Professional Sports Cheerleaders – A.B. 202
A.B. 202 creates Labor Code section 2754 and provides that any “cheerleader” used by a California-based professional sports team is deemed to be an employee and must be classified as an employee, no matter whether hired directly or indirectly, for all purposes concerning California law governing employment, including the Labor Code, Unemployment Insurance Code, and FEHA. “Cheerleader” is defined as someone who performs acrobatics, dance, or tumbling moves on a recurring basis. A “California-based professional sports team” is any baseball, basketball, football, ice hockey, or soccer team, at either a minor or major league level in the sport, that plays a majority of its home games in California.
Restrictions on Use of E-Verify – A.B. 622
A.B. 622 creates Labor Code section 2814 and provides that, except as required by federal law or as a condition of receiving federal funds, it shall be unlawful for an employer, or any other person or entity, to use E-Verify to check the employment authorization status of an existing employee or an applicant who has not been offered employment at a time or in a manner not required under subsection (b) of Section 1324a of Title 8 of the United States Code or not authorized under any federal agency memorandum of understanding governing the use of E-Verify. The statute expressly states that it does not prohibit an employer from utilizing E-Verify, in accordance with federal law, to check the employment authorization status of a person who has been offered employment.

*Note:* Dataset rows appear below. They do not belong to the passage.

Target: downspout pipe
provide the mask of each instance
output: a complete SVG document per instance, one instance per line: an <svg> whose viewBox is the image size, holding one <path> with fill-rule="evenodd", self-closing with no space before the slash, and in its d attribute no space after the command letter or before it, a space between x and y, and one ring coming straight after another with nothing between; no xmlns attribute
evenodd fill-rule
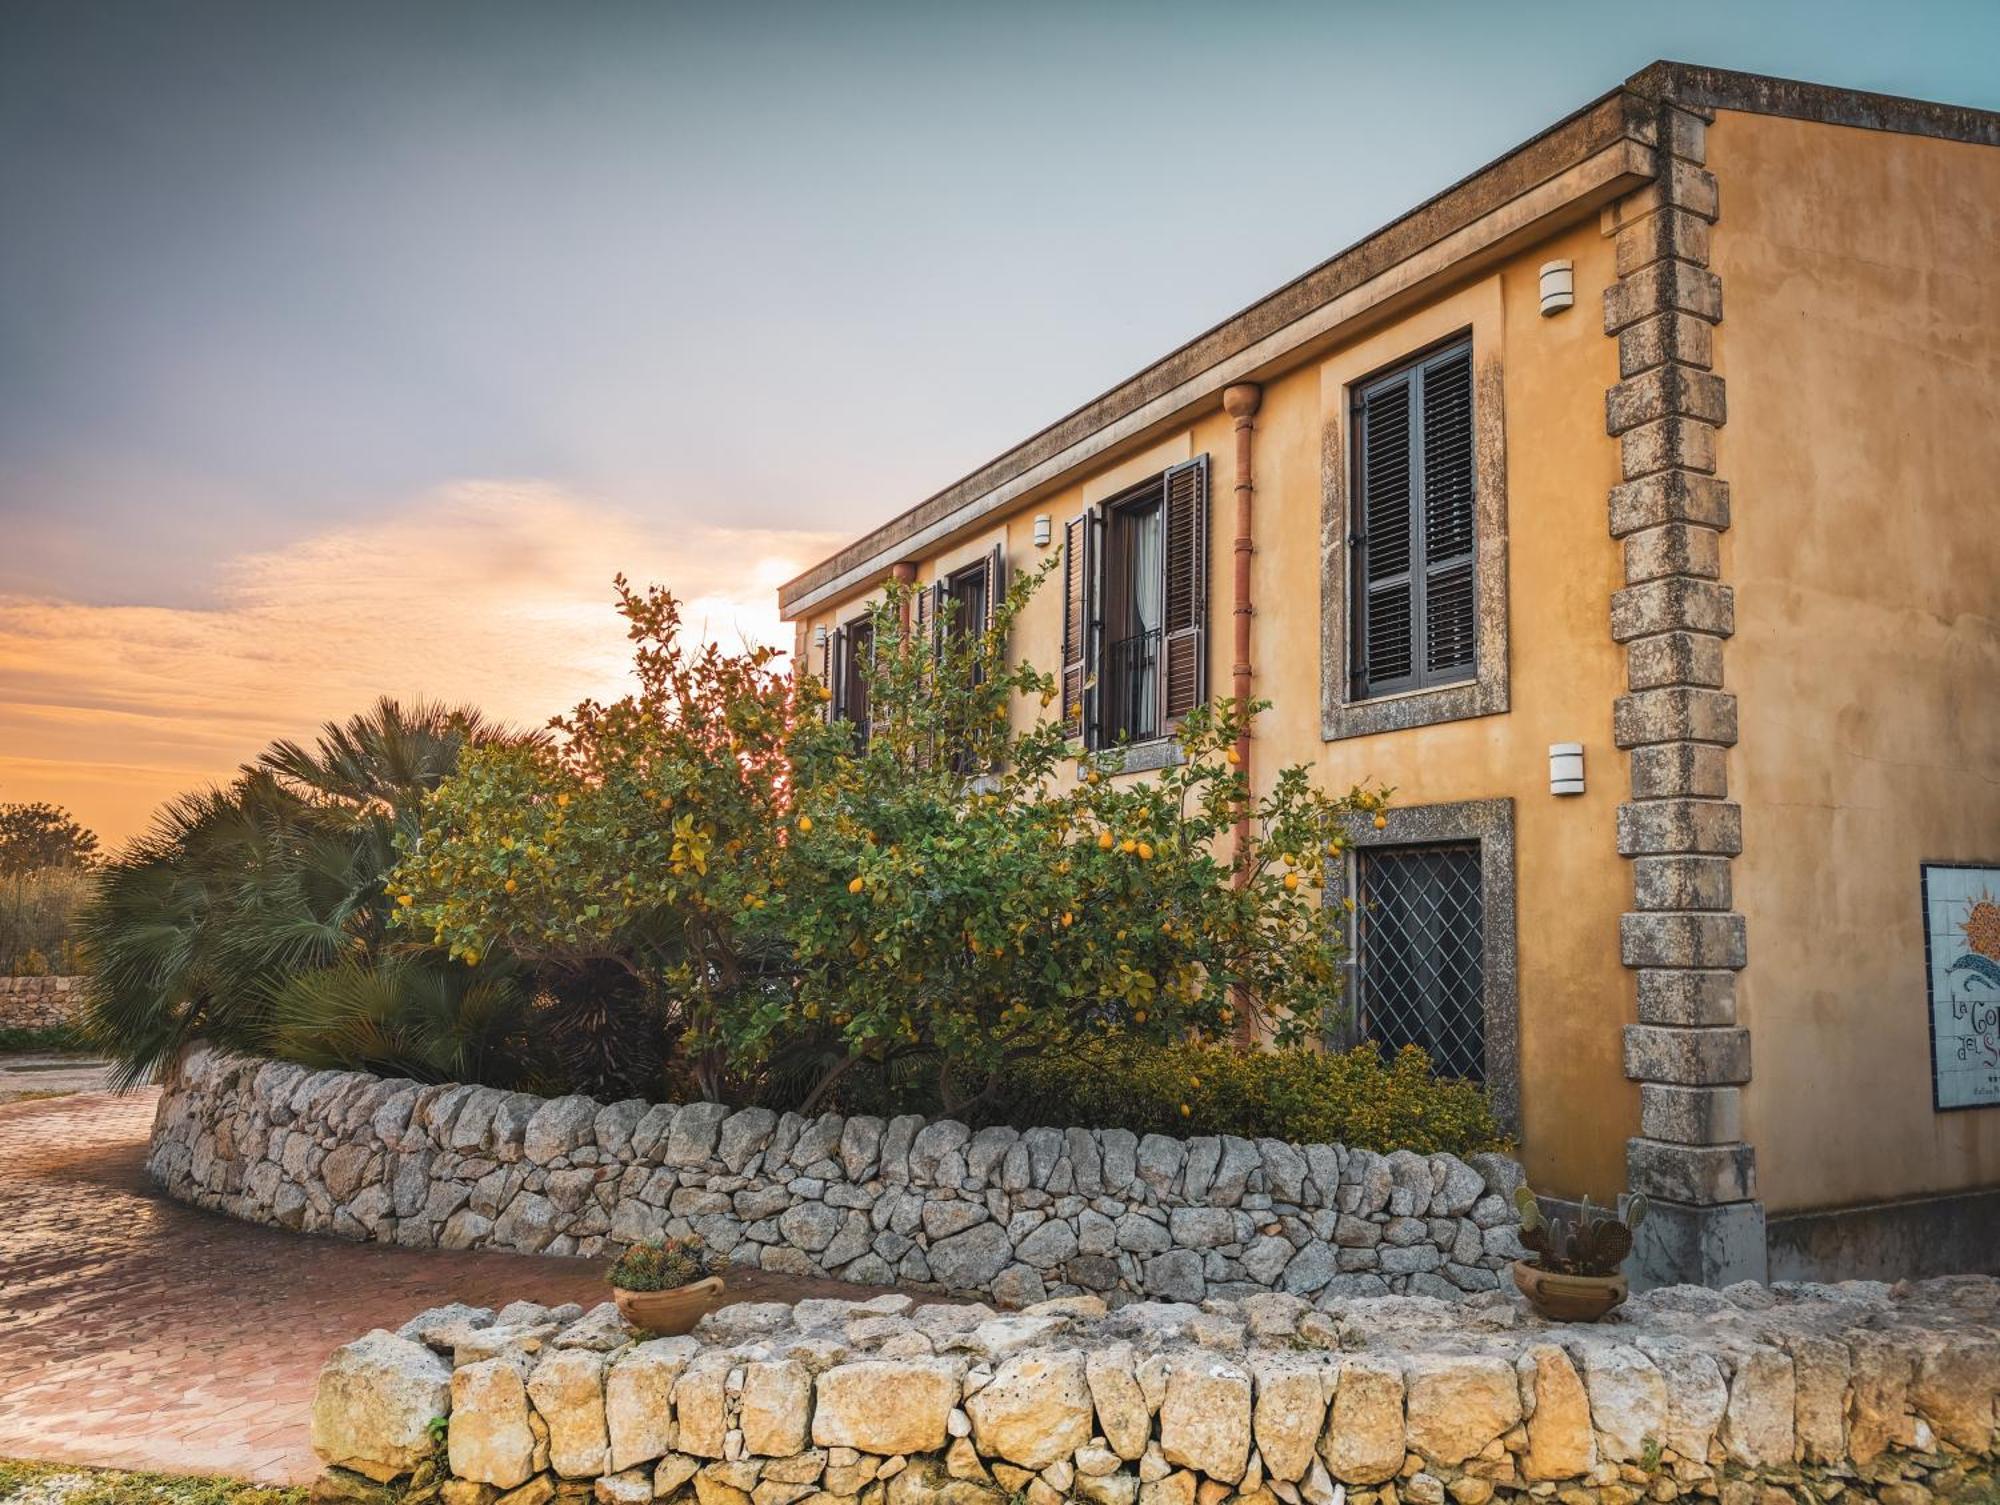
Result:
<svg viewBox="0 0 2000 1505"><path fill-rule="evenodd" d="M916 562L905 559L900 564L894 565L889 571L889 578L894 580L898 585L915 585L917 583ZM896 609L896 615L903 624L904 637L910 635L910 599L909 596L904 596L902 603Z"/></svg>
<svg viewBox="0 0 2000 1505"><path fill-rule="evenodd" d="M1236 546L1235 588L1232 594L1234 658L1229 667L1229 693L1236 700L1236 712L1243 725L1236 735L1236 771L1250 778L1250 700L1255 676L1250 664L1250 556L1256 552L1256 475L1253 468L1257 409L1263 405L1264 389L1255 382L1239 382L1222 394L1222 410L1236 420ZM1252 789L1254 791L1255 785ZM1246 866L1250 854L1250 810L1246 805L1236 817L1235 875L1238 887L1249 881Z"/></svg>
<svg viewBox="0 0 2000 1505"><path fill-rule="evenodd" d="M1236 545L1235 584L1232 590L1232 640L1234 655L1229 666L1229 692L1236 700L1241 725L1236 733L1236 771L1243 775L1251 794L1236 812L1234 851L1230 862L1230 882L1241 888L1250 881L1250 810L1256 799L1256 785L1250 777L1250 700L1255 675L1250 663L1250 556L1256 552L1255 508L1256 473L1253 468L1257 409L1263 405L1264 389L1255 382L1238 382L1222 394L1222 410L1236 421ZM1250 1011L1239 998L1236 1007L1237 1038L1252 1043Z"/></svg>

In addition to other remedies, the statute creates a civil penalty of $10,000 for each violation of its provisions.
In light of these new statutes and amendments to existing law, employers are encouraged to educate themselves on the new obligations and review their policies and practices prior to the end of the year. Employers should consult experienced legal counsel with questions and concerns before making or implementing personnel-related decisions.